I have been wondering how the pursuit of happiness is intertwined with love. i want to think that you can never be completely happy if your not in love with someone or with something in your life. this post is really about dissecting how i can manage love and happiness at the same time. as much as there are so many factors that make us happy, in my opinion being in love is the number one source of happiness. i ask myself why so many times; why am i feeling lonely with all the love surrounding me? , why am i not happy? why is falling in love so difficult? why why why why?
I believe i will achieve happiness when i have attained half of my personal goals in life. i will be finally happy when I become a nuclear engineer, i will be happy when am the sole owner of my first business, i will be happy when i can help all my siblings. one thing i have noticed is that with all these happiness goals none of them has to do with being in love with a girl, woman or wife. breaking up lately with my girlfriend has been one of my biggest reality between being happy and being in love. i can honestly say i think i only realised how much i loved her after we break up. now there are so many other reasons but all the while i was pursuing my happiness goals and did not think that was a problem. now i wonder if i will be 15 happy after achieving all these goals if i am not in love with someone. at this point i do not think that will be possible and if your reading this blog the idea is scaring the hell out of me! the idea of becoming an engineer, owning my own business without someone to love is frightening me. the worst part is i do not know if i can love anymore until i reach these goals. oh am so confuse!
some of my very close friends claim i am afraid of commitment, if that is true then am in deep trouble. i have seeked advice especially from girls because only a woman can simultate that feeling.

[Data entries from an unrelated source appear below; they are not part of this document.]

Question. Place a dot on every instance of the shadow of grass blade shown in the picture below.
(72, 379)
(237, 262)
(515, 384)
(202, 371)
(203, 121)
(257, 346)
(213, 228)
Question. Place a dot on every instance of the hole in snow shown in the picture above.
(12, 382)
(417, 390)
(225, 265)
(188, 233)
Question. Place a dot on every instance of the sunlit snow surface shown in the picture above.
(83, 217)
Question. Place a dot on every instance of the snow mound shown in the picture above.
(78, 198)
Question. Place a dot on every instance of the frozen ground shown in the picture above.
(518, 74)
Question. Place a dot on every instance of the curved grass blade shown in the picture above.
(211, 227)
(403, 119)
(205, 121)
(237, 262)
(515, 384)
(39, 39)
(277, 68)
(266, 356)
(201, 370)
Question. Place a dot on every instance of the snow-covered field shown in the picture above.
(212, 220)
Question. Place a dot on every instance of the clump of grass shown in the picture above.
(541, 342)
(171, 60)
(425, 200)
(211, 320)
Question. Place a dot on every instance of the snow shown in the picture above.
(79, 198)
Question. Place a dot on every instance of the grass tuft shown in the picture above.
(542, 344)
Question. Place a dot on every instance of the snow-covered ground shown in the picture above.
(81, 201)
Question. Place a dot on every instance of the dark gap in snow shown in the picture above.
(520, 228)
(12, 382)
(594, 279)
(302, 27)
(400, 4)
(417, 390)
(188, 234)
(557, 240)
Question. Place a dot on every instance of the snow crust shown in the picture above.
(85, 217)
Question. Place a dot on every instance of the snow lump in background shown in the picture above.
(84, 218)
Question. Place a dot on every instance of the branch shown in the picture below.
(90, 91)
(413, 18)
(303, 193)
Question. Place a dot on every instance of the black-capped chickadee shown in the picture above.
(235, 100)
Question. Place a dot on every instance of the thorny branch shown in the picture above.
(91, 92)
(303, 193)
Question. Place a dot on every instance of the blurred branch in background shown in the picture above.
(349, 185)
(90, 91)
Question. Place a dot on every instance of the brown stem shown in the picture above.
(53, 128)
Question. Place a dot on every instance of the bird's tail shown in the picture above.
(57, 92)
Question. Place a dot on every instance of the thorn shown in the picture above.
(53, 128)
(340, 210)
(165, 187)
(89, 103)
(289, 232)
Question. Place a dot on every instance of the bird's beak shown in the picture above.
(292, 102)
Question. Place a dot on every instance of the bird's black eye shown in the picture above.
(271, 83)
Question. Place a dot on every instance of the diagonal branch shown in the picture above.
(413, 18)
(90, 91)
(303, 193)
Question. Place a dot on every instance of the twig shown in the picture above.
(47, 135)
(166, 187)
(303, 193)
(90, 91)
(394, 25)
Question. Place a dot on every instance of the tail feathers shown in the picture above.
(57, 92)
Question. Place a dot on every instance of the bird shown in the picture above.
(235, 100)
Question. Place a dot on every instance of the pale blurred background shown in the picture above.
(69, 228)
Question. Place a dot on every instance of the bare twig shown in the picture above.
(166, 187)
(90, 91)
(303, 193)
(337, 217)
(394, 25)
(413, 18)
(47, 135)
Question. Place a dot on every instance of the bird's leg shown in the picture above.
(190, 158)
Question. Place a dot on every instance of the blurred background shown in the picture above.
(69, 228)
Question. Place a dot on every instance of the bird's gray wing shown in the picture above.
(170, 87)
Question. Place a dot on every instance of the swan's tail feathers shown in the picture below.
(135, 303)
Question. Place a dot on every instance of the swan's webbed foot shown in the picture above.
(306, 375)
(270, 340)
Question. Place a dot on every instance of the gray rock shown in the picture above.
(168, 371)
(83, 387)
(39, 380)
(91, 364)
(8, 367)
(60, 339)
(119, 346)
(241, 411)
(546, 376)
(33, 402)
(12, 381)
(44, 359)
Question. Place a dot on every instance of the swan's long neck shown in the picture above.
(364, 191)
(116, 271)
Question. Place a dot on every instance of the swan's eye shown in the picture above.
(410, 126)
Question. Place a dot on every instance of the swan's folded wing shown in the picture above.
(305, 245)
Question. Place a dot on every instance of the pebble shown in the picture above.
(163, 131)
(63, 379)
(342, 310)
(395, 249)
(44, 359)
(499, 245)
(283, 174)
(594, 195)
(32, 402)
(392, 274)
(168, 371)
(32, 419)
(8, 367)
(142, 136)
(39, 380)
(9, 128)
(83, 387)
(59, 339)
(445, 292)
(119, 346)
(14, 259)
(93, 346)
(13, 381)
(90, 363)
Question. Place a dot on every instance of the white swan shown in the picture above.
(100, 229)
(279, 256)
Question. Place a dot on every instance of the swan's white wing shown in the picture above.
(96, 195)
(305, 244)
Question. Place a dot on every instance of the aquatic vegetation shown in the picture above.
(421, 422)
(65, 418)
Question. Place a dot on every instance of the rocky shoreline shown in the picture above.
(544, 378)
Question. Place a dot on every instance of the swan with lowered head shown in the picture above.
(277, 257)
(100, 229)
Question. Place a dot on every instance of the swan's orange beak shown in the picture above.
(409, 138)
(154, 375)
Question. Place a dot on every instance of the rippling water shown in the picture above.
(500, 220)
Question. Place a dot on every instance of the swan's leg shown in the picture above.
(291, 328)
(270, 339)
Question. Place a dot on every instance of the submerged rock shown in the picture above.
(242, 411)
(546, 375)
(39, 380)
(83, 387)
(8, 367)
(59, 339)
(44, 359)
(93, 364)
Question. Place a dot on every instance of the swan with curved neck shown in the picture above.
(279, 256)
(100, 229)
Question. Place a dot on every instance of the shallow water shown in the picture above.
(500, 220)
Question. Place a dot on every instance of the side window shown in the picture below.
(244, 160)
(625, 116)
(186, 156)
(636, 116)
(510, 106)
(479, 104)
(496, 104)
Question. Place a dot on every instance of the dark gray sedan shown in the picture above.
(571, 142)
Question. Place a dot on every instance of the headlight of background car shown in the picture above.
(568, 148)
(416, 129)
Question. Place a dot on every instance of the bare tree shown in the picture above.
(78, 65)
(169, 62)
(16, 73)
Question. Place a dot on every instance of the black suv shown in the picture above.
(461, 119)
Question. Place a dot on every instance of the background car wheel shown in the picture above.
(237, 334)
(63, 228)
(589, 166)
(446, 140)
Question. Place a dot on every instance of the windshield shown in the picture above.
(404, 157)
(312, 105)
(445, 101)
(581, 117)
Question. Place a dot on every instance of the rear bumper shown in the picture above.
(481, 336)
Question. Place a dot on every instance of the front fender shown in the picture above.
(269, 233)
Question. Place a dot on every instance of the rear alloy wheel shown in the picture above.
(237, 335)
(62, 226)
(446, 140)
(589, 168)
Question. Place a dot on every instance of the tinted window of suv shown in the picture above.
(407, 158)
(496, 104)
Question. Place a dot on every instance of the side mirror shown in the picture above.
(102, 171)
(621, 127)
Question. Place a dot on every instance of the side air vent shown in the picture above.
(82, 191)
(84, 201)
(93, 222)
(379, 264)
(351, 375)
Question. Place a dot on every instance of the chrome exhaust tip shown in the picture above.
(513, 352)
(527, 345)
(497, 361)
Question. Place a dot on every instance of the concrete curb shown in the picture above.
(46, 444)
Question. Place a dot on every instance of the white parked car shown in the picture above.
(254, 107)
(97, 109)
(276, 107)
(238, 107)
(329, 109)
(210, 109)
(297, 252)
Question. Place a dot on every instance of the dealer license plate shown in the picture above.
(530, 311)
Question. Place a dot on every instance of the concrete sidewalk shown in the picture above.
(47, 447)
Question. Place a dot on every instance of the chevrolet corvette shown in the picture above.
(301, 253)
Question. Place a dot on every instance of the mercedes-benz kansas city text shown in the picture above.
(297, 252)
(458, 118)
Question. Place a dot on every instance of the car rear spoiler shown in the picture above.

Everyday i want to move forward but the guilt of mistreating my ex crowds my mind and takes me into deeper state of unhappiness. i wish i could re-invent myself and start all over but thatz not the case. they say ' everything happens for a reason' i want to think that the most i have learned about this experience is that I MUST LOOK FOR A WAY TO SYNCHRONISED MY PURSUIT OF HAPPINESS WITH WHILE PURSUING SOMEONE I WILL LOVE FOREVER. that to me is the only way i will truly be happy.
before i close out i also want to say i believe in something they called KARMA, we all have our demons but sometimes certain things or experience makes you wonder why me, then you think of that instance where you put somebody else through the same situation. its really sad but i hope to heal from this experience. it hurts!